The Israelites then annihilate the Amorites and Bashanites who not only would not let us pass peacefully through their lands, but attacked us. (There are many questions which need to be asked. Please consult the original work and a good commentary.)
The second portion this week, Balak, is one of the most fascinating psychologically-revealing portions in the whole Torah! Bilaam, a non-Jewish prophet, is granted a level of prophecy close to Moshe's level of prophecy. The Almighty gives Bilaam these powers so that the nations of the world could not say at some point in the future, "If we had a prophet like Moshe, we too would have accepted the Torah and would have lived according to it." Bilaam is an intriguing character - honor driven, arrogant and self-serving. (Unfortunately, not too unique amongst mankind.)
Balak, the king of Moav, desires to hire Bilaam for a fortune of money to curse the Jewish people. It is interesting that Balak believes in God and the power of invoking a curse from God, yet thinks that God would change His mind about His Chosen People. (God is not a man who changes his mind). Bilaam is very desirous to accept the assignment to curse the Jews (more for the profit motive than the prophet motive).

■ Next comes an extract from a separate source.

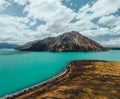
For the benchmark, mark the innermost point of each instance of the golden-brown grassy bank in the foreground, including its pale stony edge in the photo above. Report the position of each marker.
(80, 80)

The Almighty allows Bilaam to travel to Balak (cautioning him to only say what God told him). The Almighty gives every person free-will and allows us to go in the direction that we choose. Three times Bilaam tries to curse us and three times the Almighty places blessings in his mouth. Balak is furious! So, Bilaam gives him advice with hopes of collecting his fee - "If you want to destroy the Jewish people, entice the men with Moabite women and tell the women not to submit until the men bow down to an idol." Balak follows the advice and consequently the Almighty brings a plague against the Jewish people because the men fell for Bilaam's plot. We see from this that the Almighty hates licentiousness and idol worship.
based on Growth Through Torah by Rabbi Zelig Pliskin
Regarding the Cohen who administers the purification process with the ashes of the Red Heifer, the Torah writes:
"And the priest is impure until the evening."
Rabbi Mendel of Vorki comments that when someone loses out himself in order to help someone else, that is the ultimate in love for one's fellow man. The test of your level of love for your fellow man is the amount of sacrifices you are willing to make.
CANDLE LIGHTING - July 11:
(or go to http://www.aish.com/candlelighting)
Guatemala 6:16 Hong Kong 6:52 Honolulu 6:57
J'Burg 5:13 London 8:55 Los Angeles 7:48
Melbourne 4:56 Miami 7:56 Moscow 8:50
New York 8:09 Singapore 6:58
QUOTE OF THE WEEK:
If you haven't any charity in your heart,
then you have the worst kind of heart trouble.